Тем не менее борьба за идеал, за религиозный, «небесный» стержень российской целостности, за главный компонент холистической триады, была отчаянной и кровавой, ибо в создающейся Красной империи не могло быть несколько равных идеальных оснований. Как хорошо известно, «красная» церковь одолела и отодвинула на периферию социального процесса все конкурирующие идеи, и прежде всего традиционные конфессии российской империи - Православие, Ислам, Буддизм, - чтобы занять их место. Характерный штрих: одной из главных сил, помогавших «красной церкви» сокрушать традиционные конфессии, буквально - стаскивать кресты с маковок и колокола с колоколен, были старообрядцы и сектанты, уже давно религиозно воспроизводившие предъявленный большевиками тезис о богооставленности мира и спасении в деятельности.

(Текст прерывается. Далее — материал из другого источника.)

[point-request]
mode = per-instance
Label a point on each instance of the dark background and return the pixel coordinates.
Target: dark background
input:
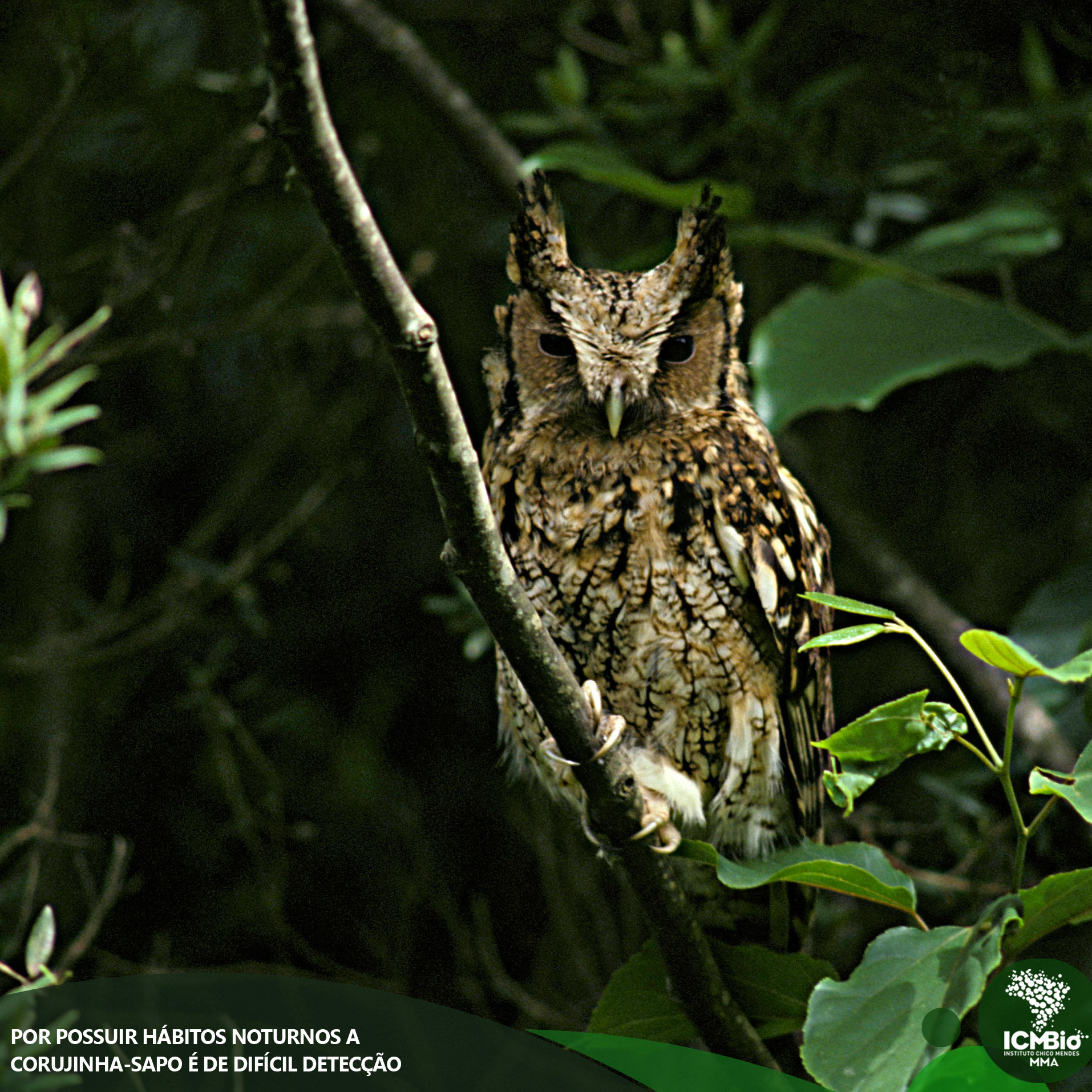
(234, 645)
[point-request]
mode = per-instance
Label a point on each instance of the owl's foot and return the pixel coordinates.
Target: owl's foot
(610, 726)
(657, 819)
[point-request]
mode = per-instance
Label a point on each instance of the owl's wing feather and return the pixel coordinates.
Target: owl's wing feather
(778, 548)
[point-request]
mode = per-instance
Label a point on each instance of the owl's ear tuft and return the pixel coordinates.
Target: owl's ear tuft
(700, 266)
(539, 250)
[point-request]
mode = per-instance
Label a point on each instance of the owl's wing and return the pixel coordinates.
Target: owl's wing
(778, 549)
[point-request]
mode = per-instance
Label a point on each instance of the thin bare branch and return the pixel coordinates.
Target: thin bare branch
(108, 896)
(474, 549)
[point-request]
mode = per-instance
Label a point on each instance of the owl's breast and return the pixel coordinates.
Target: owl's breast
(644, 602)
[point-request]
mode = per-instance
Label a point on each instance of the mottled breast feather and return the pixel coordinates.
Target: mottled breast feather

И в момент, когда стало ясно, что эта новая церковь есть именно Церковь, и что она своим посылом всеобщего мирового преображения (пресуществления!) и спасения трудящихся реально, практически захватила массы, и что она невиданными темпами начинает воссоздавать под новым названием имперское государство, - широкие слои интеллигенции и в России, и на окраинах, ранее «пережидавшие смуту», стали все активнее присягать советской власти. Это было буквально, юридически для военной интеллигенции, это было фактически для подавляющей массы государственных служащих, профессуры и технической интеллигенции.

Новая власть подкупала большинство интеллигенции, частью - величием идеала, частью - имперским государственническим импульсом, в котором, невзирая на интернационалистские декларации, хорошо угадывалось очень русское по духу мессианское преломление патриотизма, частью - размахом планов и масштабами предстоящей востребованности. Интеллигенции показали целостность и место ее собственных мифов в этой целостности, она в главной массе своей поверила и пошла. Совсем не случайны с этих позиций широко известные факты перехода на сторону Советской власти множества бывших идейных противников из эсеровского, меньшевистского, анархистского и пр. лагерей; людей этих, прошедших школу царских тюрем и каторги, вряд ли можно заподозрить в массовом шкурном приспособленчестве.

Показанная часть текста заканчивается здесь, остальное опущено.